Fathers and Daughters

I’ve been thinking a lot about fathers and daughters lately.  I guess that’s partly because my sweet wife lost her father this summer.  He was an amazing man who loved and led his family well.  I’ll never forget the privilege of watching and listening as his children circled his bed for the last time and prayed and thanked God for all their dad had meant to them.  I remember thinking that what I was witnessing had to be every father’s dream come true.  I know it would be for me.  It was a fitting tribute to a life well-lived; a life invested in all the right things and all the right people.  But at the same time I felt really sad for my wife; because I knew his passing would leave a void in her life—an absence.  After all, a father’s presence in a girl’s life is such an important thing; meant to bring stability and security and safety and guidance...and so much more. 



That made me start thinking about other daughters that experience that absence too.  It must be a really tough thing to go through, especially the younger you are.  I’m not sure how old the woman was in Mark 5:25-34; or whether she had a father in her life at that point or not.  But I do know that in her time of greatest need, he didn’t seem to be around.  Imagine if you were her.  Here you have carried on a twelve year battle with this bleeding inside of you, that not only took a huge toll on your body, but also on your heart and soul.  Not only did she have the physical effects to deal with, but she had the social and spiritual effects as well—she was unclean.  She was damaged goods, a reject, a social and spiritual outcast.  Who knows, maybe this was the reason her father was not around.  Whatever the reason, she appears to be alone and desperate as she approaches Jesus in the crowded street.  And to make matters worse, she had just watched a desperate father come to Jesus pleading and begging him to come heal his little girl.  That just had to add to the pain.  I mean here is a loving and noble father coming to Jesus fighting for the life of his twelve-year-old daughter; and here she is alone and desperate.  Where was the father than would travel unlimited miles to fight and plead for her?

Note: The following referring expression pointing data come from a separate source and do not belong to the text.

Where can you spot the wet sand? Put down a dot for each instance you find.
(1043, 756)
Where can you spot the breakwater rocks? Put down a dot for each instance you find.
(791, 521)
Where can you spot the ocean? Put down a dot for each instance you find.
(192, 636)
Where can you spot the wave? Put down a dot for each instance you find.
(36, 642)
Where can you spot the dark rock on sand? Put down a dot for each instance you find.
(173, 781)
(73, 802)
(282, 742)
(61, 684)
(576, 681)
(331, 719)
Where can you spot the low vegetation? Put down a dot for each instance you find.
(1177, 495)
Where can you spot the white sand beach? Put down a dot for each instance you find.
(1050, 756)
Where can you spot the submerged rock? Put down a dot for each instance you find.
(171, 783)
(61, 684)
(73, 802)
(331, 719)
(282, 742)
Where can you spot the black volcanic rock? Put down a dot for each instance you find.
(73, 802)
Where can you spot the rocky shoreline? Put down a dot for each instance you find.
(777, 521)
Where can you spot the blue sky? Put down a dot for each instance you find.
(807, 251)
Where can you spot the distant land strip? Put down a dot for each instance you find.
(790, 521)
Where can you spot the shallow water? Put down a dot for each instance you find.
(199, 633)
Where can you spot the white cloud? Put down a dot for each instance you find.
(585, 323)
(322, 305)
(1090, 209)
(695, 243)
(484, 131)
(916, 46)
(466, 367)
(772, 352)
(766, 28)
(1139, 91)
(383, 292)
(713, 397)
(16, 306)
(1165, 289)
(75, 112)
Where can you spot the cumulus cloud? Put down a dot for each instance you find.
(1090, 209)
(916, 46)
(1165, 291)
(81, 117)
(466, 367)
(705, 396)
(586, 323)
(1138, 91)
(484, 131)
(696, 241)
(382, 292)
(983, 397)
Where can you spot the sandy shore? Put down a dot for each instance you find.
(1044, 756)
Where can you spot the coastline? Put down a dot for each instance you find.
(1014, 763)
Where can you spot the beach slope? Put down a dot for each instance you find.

Obviously Jesus recognizes this.  Because when he heals her, what does he call her?  Daughter!  Almost as if to say, “I know that there is an absence in your life.  I know that you long for a loving father that will care for you and protect you and provide for you and fight for you.  Well, don’t worry little one, because I am that Father.  You are my beloved daughter.”  Jesus becomes the father she always longed for.  And because of that, the healing goes far deeper than her body and her bleeding, but it goes clear down to her heart and her soul.  Jesus replaces the absence with a Presence…with the Presence…with His presence.  And he will do the same for my sweet wife as well.  Thanks be to God.